I have a container with shared_ptr<>, e.g. a vector<shared_ptr<string>> v and I'd like to iterate over v indicating const-ness.
This code:
vector<shared_ptr<string>> v;
v.push_back(make_shared<std::string>("hallo"));
...
for (const auto &s : v) {
*s += "."; // <<== should be invalid
}
looks like what I want to do (indicating that s is const) but of course it does not make the string const.
Is there an elegant way to iterate over a container of shared_ptr which makes clear that the content won't be modified?
Something like
for (shared_ptr<const string> s : v) {
*s += "."; // <<== will not compile
}
(but this code would not compile for other reasons :))
Edit:
I made a mistake. Originally I was declaring a reference, which results in a compiler error
for (shared_ptr<const string> &s : v) { // <<== does not compile
...
}
If you declare a shared_ptr<const string> the example works. In my eyes this is a good trade-off but this way the pointer gets copied which can be time consuming in loops with little code and big containers..
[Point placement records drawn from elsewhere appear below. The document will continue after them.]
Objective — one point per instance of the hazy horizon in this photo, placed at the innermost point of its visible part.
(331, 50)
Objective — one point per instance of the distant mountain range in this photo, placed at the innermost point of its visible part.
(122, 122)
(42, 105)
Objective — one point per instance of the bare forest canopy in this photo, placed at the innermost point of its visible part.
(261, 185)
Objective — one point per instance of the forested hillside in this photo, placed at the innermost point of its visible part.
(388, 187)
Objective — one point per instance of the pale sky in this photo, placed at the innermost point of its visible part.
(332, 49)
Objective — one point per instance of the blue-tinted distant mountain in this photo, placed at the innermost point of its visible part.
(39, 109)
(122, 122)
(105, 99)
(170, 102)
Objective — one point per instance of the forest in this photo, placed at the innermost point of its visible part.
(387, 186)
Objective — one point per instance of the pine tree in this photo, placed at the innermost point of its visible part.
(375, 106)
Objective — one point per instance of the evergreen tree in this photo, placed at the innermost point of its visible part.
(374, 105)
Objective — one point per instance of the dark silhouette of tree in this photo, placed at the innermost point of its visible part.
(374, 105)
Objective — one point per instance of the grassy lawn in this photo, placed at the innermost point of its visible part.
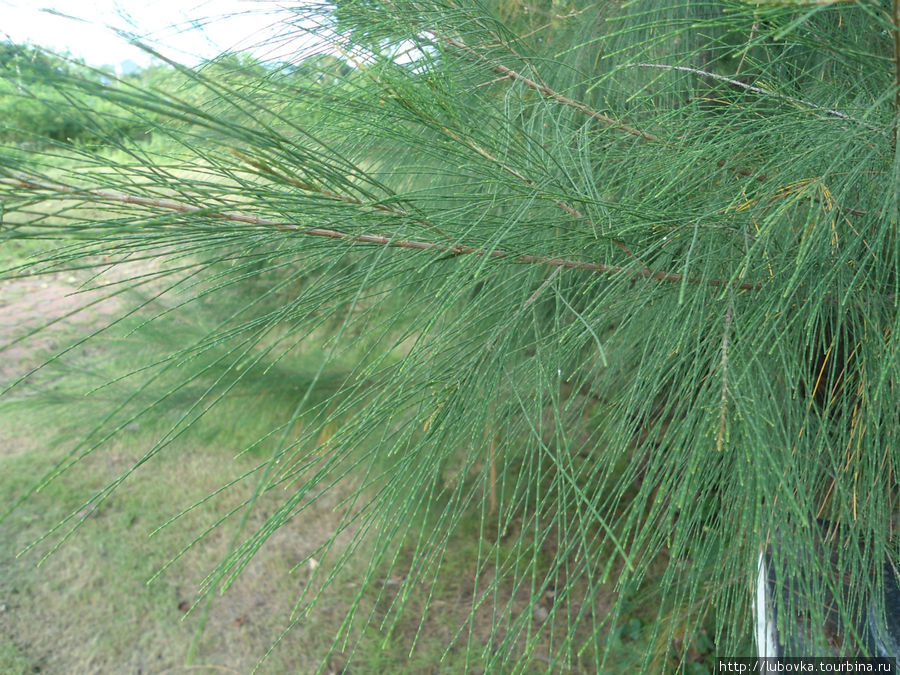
(100, 604)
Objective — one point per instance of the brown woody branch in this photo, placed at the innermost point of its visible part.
(375, 239)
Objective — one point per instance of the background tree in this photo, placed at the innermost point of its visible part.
(619, 282)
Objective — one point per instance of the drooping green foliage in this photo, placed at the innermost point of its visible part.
(616, 282)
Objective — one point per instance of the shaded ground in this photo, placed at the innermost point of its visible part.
(88, 609)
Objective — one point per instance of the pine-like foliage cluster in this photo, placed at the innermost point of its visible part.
(617, 282)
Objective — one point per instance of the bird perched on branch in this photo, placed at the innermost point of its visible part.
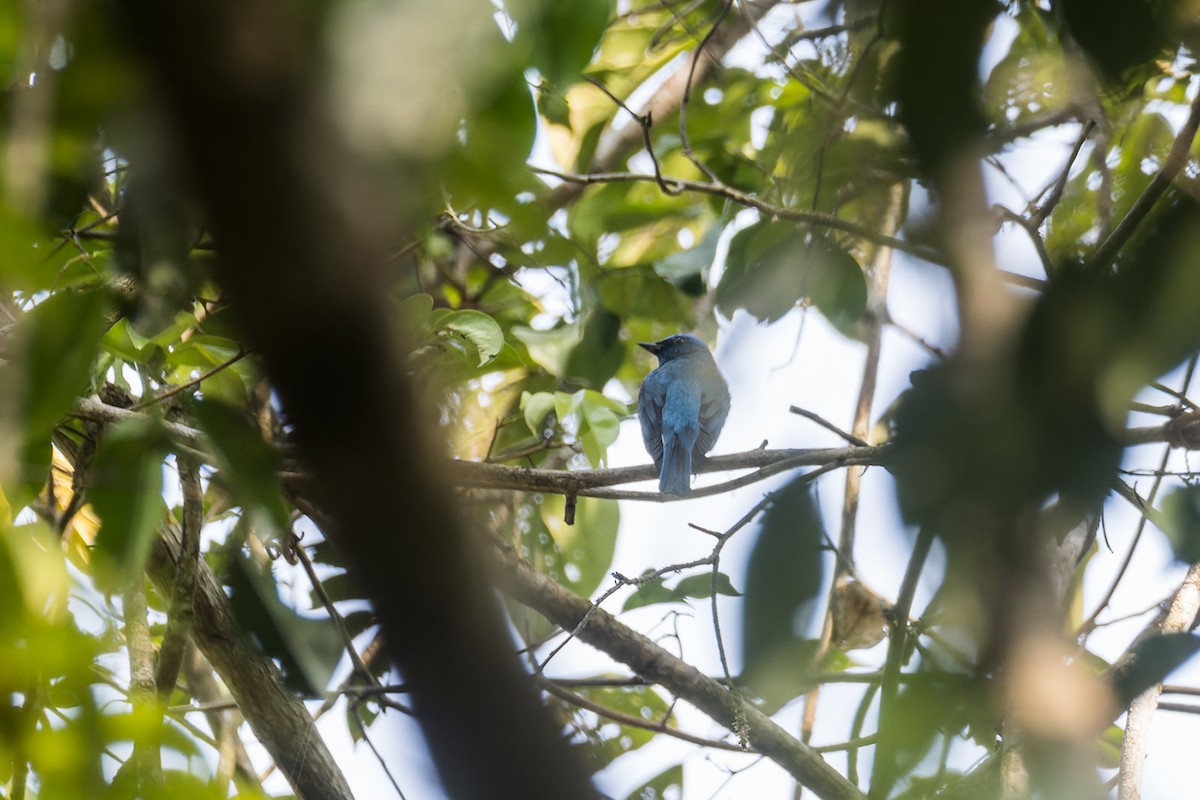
(682, 407)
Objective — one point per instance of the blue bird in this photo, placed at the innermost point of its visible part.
(682, 407)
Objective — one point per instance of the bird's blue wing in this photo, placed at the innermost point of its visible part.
(649, 413)
(714, 407)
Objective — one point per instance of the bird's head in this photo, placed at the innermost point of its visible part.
(676, 347)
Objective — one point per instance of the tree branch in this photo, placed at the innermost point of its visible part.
(654, 663)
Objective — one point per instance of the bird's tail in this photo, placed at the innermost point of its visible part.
(676, 474)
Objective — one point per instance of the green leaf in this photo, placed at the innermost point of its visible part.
(477, 328)
(61, 337)
(1153, 660)
(582, 552)
(414, 316)
(550, 349)
(599, 354)
(783, 578)
(567, 404)
(307, 649)
(640, 702)
(563, 36)
(837, 286)
(762, 271)
(249, 464)
(1181, 513)
(600, 426)
(537, 408)
(648, 594)
(126, 494)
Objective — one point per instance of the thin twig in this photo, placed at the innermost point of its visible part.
(1175, 162)
(195, 382)
(828, 426)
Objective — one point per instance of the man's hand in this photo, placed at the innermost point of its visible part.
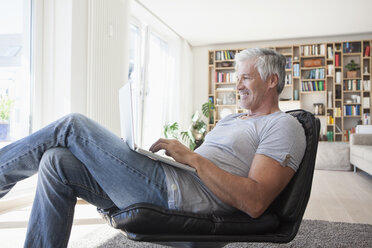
(174, 149)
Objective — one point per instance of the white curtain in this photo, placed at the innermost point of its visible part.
(169, 93)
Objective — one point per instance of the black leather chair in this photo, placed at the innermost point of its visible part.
(279, 224)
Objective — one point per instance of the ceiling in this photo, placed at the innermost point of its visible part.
(206, 22)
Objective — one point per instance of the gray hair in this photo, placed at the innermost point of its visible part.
(268, 62)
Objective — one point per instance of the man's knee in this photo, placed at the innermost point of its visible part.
(53, 159)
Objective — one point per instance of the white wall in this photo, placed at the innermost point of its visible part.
(80, 59)
(200, 59)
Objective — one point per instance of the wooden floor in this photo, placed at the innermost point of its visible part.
(341, 197)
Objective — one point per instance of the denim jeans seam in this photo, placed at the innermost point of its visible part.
(134, 171)
(68, 229)
(87, 189)
(24, 154)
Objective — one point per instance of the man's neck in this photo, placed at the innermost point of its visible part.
(263, 111)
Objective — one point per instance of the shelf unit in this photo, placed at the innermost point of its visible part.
(316, 76)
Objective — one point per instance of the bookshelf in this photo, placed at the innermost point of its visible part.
(317, 79)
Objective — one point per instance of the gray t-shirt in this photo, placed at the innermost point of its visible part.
(231, 146)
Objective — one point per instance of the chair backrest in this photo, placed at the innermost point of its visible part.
(291, 203)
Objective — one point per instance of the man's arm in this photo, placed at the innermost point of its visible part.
(252, 194)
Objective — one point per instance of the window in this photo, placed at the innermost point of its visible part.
(14, 69)
(150, 63)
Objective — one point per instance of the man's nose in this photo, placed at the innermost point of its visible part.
(239, 84)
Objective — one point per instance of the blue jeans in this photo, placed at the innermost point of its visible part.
(76, 157)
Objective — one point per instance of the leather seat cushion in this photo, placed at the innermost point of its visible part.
(135, 219)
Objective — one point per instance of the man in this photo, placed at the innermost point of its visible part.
(243, 164)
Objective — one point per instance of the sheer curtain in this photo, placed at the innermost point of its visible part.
(168, 93)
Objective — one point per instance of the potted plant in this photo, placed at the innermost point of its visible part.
(352, 69)
(208, 109)
(5, 106)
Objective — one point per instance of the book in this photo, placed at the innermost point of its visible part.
(337, 59)
(338, 77)
(366, 51)
(330, 53)
(366, 102)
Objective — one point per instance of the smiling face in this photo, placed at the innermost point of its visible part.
(252, 89)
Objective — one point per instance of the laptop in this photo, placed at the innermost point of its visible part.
(127, 129)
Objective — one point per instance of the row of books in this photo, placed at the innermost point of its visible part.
(352, 84)
(314, 74)
(330, 52)
(366, 85)
(351, 47)
(225, 77)
(367, 51)
(288, 64)
(313, 86)
(330, 70)
(337, 59)
(351, 110)
(366, 119)
(366, 102)
(310, 50)
(288, 79)
(225, 55)
(337, 112)
(296, 70)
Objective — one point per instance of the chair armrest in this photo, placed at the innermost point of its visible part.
(361, 139)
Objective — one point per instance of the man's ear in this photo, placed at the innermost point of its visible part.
(273, 80)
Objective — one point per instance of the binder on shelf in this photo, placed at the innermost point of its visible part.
(366, 102)
(337, 59)
(366, 51)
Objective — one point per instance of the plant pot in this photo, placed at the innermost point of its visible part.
(351, 74)
(4, 131)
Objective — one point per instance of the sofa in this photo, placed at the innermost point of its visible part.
(361, 151)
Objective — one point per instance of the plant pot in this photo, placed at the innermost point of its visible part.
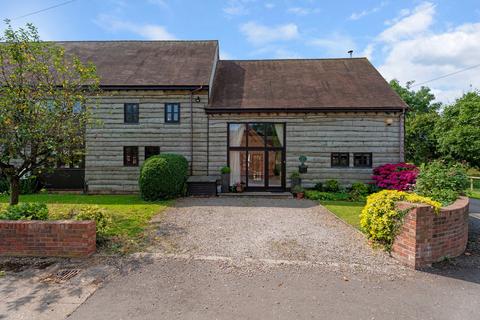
(225, 182)
(296, 182)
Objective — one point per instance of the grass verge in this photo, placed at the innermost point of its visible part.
(346, 210)
(130, 215)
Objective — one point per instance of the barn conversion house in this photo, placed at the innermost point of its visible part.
(255, 116)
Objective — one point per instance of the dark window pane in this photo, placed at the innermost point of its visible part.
(130, 156)
(131, 112)
(151, 151)
(340, 159)
(256, 135)
(172, 112)
(362, 160)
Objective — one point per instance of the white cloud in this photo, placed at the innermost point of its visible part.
(417, 22)
(336, 45)
(302, 11)
(260, 34)
(421, 54)
(237, 7)
(146, 31)
(366, 12)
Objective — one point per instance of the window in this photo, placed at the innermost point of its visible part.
(130, 156)
(172, 112)
(340, 159)
(151, 151)
(362, 160)
(131, 111)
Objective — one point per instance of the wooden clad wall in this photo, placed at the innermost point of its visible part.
(316, 136)
(104, 169)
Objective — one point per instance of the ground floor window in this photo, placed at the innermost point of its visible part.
(130, 156)
(362, 160)
(151, 151)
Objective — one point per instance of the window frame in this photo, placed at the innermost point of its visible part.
(165, 110)
(125, 163)
(136, 115)
(370, 155)
(332, 165)
(154, 154)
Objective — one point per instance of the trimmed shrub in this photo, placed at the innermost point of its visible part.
(331, 186)
(326, 196)
(25, 211)
(358, 191)
(400, 176)
(102, 219)
(163, 177)
(380, 220)
(441, 181)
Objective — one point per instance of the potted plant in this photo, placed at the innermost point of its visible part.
(225, 171)
(295, 179)
(298, 191)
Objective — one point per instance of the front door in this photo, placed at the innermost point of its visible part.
(256, 155)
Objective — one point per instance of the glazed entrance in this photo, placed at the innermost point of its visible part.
(256, 155)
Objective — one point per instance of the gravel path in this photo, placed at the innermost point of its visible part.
(276, 229)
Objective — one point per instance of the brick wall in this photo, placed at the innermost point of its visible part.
(426, 237)
(47, 238)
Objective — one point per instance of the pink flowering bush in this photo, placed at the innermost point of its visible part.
(400, 176)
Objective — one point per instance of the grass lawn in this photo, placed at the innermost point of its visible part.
(346, 210)
(130, 214)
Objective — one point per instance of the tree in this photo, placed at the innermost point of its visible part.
(43, 94)
(422, 116)
(458, 131)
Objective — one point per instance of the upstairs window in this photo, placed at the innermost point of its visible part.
(362, 160)
(151, 151)
(340, 159)
(172, 112)
(130, 156)
(131, 111)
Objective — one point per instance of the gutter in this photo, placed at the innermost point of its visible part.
(192, 92)
(213, 110)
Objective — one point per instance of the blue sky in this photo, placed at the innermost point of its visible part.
(407, 40)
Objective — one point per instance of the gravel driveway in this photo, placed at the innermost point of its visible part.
(265, 229)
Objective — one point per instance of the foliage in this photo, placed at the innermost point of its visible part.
(102, 219)
(331, 186)
(358, 191)
(422, 116)
(331, 196)
(442, 181)
(297, 189)
(380, 219)
(458, 131)
(420, 101)
(400, 176)
(225, 170)
(163, 177)
(25, 211)
(421, 137)
(41, 92)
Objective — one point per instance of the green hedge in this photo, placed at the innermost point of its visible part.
(163, 177)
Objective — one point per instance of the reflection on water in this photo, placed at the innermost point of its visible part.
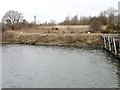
(39, 67)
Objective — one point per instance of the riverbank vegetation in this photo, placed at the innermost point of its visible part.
(79, 31)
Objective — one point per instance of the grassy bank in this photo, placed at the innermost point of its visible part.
(37, 37)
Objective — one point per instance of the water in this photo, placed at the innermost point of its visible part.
(25, 66)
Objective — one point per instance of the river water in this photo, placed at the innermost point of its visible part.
(25, 66)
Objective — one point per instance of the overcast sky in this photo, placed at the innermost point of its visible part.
(46, 10)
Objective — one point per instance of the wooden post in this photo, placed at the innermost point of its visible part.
(105, 46)
(114, 46)
(109, 43)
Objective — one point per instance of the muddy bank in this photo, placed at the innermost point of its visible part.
(51, 39)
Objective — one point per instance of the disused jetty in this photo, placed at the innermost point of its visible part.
(112, 44)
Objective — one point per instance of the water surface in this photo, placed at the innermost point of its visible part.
(26, 66)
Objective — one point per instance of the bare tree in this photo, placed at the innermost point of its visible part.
(95, 24)
(12, 17)
(110, 14)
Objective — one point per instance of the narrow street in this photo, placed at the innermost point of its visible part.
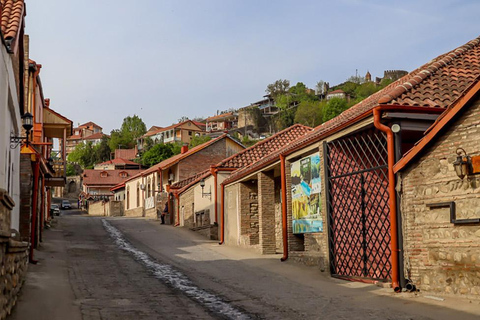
(120, 268)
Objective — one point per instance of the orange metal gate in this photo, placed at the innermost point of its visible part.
(357, 204)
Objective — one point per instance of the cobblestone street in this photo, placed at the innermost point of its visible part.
(138, 269)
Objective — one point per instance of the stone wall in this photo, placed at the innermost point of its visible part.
(136, 212)
(266, 212)
(442, 257)
(13, 259)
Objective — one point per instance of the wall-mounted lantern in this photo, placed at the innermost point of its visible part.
(27, 124)
(205, 194)
(463, 163)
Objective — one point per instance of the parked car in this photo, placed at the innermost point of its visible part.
(66, 204)
(55, 209)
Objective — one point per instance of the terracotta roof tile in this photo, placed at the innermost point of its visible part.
(430, 86)
(95, 136)
(189, 180)
(128, 154)
(13, 12)
(253, 154)
(112, 178)
(172, 160)
(265, 147)
(118, 161)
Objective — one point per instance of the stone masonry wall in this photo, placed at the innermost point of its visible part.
(442, 257)
(266, 212)
(13, 259)
(249, 212)
(278, 216)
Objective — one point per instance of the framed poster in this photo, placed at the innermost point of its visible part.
(306, 200)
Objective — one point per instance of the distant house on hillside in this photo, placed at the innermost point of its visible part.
(80, 134)
(337, 94)
(222, 122)
(177, 133)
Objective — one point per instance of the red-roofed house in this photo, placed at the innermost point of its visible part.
(86, 132)
(177, 133)
(118, 163)
(97, 183)
(352, 225)
(222, 122)
(141, 189)
(200, 195)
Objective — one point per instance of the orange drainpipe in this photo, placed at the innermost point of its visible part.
(284, 209)
(213, 171)
(392, 200)
(222, 214)
(36, 171)
(177, 196)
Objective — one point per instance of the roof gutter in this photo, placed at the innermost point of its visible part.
(213, 171)
(222, 213)
(284, 209)
(377, 116)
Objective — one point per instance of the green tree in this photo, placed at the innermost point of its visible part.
(158, 153)
(333, 108)
(198, 140)
(83, 154)
(102, 151)
(309, 113)
(132, 128)
(277, 88)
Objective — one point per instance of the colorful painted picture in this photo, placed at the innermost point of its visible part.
(306, 200)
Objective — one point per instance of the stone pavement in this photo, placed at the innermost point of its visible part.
(48, 292)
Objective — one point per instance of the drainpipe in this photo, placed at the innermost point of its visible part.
(36, 171)
(213, 171)
(222, 214)
(177, 196)
(284, 209)
(392, 201)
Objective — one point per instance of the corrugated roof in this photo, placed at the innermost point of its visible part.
(13, 12)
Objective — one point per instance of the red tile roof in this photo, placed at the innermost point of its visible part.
(220, 116)
(191, 180)
(128, 154)
(165, 164)
(265, 147)
(118, 161)
(176, 125)
(13, 12)
(93, 177)
(89, 124)
(252, 154)
(95, 136)
(437, 84)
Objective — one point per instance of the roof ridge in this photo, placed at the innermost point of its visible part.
(415, 77)
(264, 141)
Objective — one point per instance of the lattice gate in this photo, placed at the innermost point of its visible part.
(357, 190)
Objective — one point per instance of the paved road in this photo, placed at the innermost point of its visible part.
(121, 268)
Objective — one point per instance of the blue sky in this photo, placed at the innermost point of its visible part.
(104, 60)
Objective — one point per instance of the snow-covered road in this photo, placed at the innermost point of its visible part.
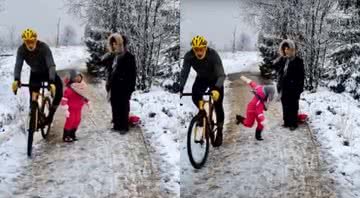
(101, 164)
(285, 164)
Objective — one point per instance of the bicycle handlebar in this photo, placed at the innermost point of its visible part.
(28, 85)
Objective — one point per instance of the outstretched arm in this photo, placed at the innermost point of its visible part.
(219, 70)
(184, 73)
(248, 81)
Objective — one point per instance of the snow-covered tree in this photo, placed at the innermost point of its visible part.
(343, 72)
(149, 25)
(268, 47)
(302, 21)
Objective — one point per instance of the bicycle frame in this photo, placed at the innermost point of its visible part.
(208, 114)
(35, 95)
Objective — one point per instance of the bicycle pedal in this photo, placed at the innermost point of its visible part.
(199, 141)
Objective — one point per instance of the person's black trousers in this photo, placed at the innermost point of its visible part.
(290, 105)
(35, 84)
(199, 88)
(120, 112)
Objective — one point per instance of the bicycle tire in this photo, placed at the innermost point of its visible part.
(195, 164)
(32, 126)
(45, 132)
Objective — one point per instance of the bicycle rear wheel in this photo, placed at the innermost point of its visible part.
(198, 142)
(45, 109)
(32, 126)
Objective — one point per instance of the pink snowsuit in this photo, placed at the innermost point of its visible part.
(255, 108)
(75, 103)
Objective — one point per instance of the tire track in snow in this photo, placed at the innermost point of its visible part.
(285, 164)
(101, 164)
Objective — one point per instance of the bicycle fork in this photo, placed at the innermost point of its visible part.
(203, 132)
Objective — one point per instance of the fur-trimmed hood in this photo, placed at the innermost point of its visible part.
(289, 42)
(118, 39)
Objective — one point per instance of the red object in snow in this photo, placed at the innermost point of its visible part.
(134, 120)
(75, 103)
(255, 108)
(302, 117)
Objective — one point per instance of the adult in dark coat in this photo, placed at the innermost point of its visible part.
(121, 80)
(290, 69)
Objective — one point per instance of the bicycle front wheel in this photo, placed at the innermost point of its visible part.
(32, 126)
(198, 142)
(45, 109)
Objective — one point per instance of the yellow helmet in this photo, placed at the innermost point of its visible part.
(198, 41)
(29, 34)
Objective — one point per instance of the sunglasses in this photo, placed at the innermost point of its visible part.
(199, 49)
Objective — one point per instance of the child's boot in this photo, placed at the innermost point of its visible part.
(67, 136)
(73, 134)
(239, 119)
(258, 134)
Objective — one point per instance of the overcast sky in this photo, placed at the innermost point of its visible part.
(42, 15)
(215, 19)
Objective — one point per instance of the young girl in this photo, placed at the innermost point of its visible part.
(263, 94)
(75, 97)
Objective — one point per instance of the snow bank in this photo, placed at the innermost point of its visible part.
(335, 121)
(240, 61)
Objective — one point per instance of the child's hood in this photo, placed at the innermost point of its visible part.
(81, 89)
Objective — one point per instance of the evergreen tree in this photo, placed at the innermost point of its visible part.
(268, 47)
(96, 44)
(343, 74)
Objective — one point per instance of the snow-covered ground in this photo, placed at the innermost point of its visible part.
(13, 110)
(335, 121)
(161, 120)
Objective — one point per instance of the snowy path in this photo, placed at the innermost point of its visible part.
(101, 164)
(285, 164)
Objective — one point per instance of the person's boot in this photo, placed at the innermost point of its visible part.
(239, 119)
(219, 137)
(73, 134)
(67, 136)
(258, 135)
(293, 128)
(124, 131)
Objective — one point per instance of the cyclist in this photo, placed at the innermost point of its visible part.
(38, 56)
(210, 75)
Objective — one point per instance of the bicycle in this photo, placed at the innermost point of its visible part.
(39, 112)
(202, 128)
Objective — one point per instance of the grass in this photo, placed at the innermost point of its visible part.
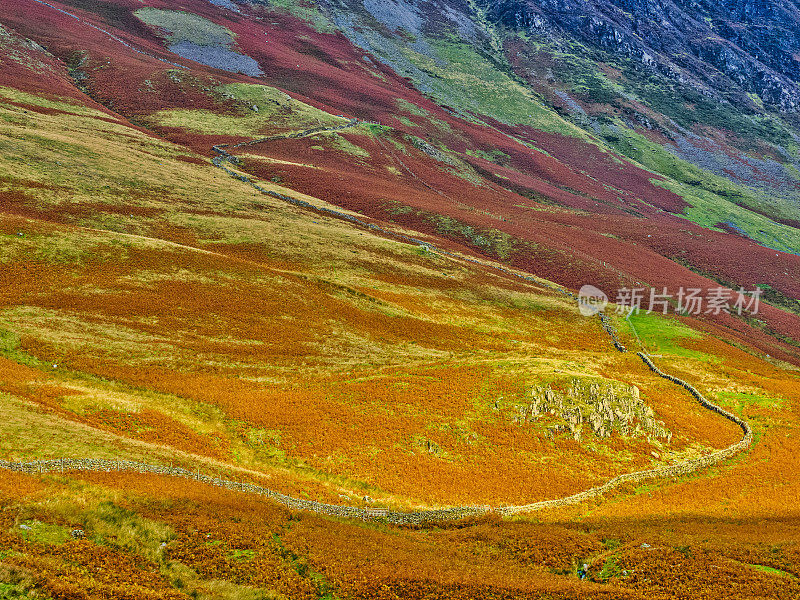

This is a well-known limitation of C++ that some don't consider to be a limitation.
You want to iterate constly, but an immutable pointer doesn't imply an immutable pointee.
The type shared_ptr<string> and the type shared_ptr<const string> are effectively unrelated.
for (const auto& ptr : v) {
const auto& s = *ptr;
s += "."; // <<== is invalid
}
Just don't modify it.